Golang is great to use for microservices, but I would say there is not so big difference of managing golang or other languages microservices.
What I would say is golang specific:
you don't need to install anything on servers since golang is compiled to single library
you can take advantage of std lib golang rpc package and gob binary decoding, instead of usin 3rd party solution (gorpc, protocol buffer etc)
Other than that you need to use your own judgement. There is plenty of ways of doing one things in microservices world; one day you will implement solution A but when after 3 month you will see that its better to do B, do that.
In internet, there is so much reading about microservices.

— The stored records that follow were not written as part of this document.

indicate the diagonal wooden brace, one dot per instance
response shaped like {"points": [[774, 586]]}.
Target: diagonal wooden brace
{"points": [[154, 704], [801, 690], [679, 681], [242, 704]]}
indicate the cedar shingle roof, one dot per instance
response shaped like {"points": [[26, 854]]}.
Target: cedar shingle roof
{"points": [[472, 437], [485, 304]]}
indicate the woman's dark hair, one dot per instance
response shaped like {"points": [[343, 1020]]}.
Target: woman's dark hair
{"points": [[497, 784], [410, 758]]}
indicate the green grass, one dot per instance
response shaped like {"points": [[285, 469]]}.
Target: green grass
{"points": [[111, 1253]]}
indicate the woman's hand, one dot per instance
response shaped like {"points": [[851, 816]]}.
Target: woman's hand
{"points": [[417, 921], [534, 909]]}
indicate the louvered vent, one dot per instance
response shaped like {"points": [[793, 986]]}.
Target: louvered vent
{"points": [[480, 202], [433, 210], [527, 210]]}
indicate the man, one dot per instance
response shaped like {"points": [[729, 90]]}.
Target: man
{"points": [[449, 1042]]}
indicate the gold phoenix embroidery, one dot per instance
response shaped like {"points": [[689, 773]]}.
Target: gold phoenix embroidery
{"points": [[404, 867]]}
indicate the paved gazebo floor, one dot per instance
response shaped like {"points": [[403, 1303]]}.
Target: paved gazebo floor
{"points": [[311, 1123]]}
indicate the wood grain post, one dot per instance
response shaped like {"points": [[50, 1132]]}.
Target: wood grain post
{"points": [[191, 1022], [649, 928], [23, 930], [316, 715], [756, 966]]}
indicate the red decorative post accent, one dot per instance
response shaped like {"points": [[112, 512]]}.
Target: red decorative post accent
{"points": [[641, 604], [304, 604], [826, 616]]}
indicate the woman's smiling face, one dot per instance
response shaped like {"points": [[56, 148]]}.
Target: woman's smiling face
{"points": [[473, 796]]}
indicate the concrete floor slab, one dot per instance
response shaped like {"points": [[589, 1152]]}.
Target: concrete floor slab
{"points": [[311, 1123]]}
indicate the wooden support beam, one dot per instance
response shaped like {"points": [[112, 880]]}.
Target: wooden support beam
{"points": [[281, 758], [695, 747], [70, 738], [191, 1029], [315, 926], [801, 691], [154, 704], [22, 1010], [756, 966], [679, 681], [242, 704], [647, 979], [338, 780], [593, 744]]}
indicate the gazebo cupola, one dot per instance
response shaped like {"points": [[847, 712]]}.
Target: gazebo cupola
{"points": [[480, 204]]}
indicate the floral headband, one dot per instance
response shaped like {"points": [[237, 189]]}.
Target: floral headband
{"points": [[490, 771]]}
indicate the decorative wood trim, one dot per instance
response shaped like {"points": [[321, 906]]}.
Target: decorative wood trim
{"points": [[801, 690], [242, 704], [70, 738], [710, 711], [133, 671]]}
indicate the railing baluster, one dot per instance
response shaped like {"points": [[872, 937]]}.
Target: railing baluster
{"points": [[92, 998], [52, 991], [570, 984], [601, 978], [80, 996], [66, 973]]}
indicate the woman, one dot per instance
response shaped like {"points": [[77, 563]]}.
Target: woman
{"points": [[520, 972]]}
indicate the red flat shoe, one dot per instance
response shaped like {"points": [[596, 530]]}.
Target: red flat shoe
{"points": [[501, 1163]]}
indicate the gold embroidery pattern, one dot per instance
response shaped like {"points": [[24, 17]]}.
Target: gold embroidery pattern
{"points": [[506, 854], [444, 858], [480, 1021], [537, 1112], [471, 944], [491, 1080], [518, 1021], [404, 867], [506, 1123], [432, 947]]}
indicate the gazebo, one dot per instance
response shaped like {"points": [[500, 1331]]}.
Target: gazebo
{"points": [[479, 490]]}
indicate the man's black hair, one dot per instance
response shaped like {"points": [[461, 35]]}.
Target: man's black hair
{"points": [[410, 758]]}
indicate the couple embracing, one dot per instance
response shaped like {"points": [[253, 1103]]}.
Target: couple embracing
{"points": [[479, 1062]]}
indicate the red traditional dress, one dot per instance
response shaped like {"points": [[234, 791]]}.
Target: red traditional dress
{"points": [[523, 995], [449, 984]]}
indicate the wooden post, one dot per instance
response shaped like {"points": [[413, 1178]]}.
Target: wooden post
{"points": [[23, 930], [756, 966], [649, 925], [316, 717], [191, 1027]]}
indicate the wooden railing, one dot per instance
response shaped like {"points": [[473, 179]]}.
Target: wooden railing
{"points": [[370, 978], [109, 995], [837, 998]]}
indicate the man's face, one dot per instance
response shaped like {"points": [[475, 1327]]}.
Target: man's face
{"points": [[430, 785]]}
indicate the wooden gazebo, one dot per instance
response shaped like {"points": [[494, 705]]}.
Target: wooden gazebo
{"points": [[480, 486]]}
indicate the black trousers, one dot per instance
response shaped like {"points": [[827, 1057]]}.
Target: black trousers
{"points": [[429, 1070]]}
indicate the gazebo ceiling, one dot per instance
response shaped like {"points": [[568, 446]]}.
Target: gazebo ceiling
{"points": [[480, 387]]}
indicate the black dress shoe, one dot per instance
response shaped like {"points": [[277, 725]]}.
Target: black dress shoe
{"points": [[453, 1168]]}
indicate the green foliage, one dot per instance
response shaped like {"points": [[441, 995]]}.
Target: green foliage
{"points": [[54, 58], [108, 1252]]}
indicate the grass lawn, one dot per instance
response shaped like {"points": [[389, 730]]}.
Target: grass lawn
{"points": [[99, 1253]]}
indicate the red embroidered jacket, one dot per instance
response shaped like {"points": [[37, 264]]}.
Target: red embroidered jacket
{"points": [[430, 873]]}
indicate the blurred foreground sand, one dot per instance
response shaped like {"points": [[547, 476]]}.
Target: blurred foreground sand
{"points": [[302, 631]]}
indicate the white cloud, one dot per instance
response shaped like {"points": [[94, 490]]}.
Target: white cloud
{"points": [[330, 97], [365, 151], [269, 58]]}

I will recommend you 2 good resurces: https://books.google.co.uk/books/about/Building_Microservices.html?id=RDl4BgAAQBAJ&source=kp_cover&redir_esc=y&hl=en
And article: http://highscalability.com/blog/2014/4/8/microservices-not-a-free-lunch.html
Remember, microservices are not a golden bullet, they often can help making application easier to maintain and grow, but from the other side require lot of additional work, consequence in specifying API contracts and strong devops culture.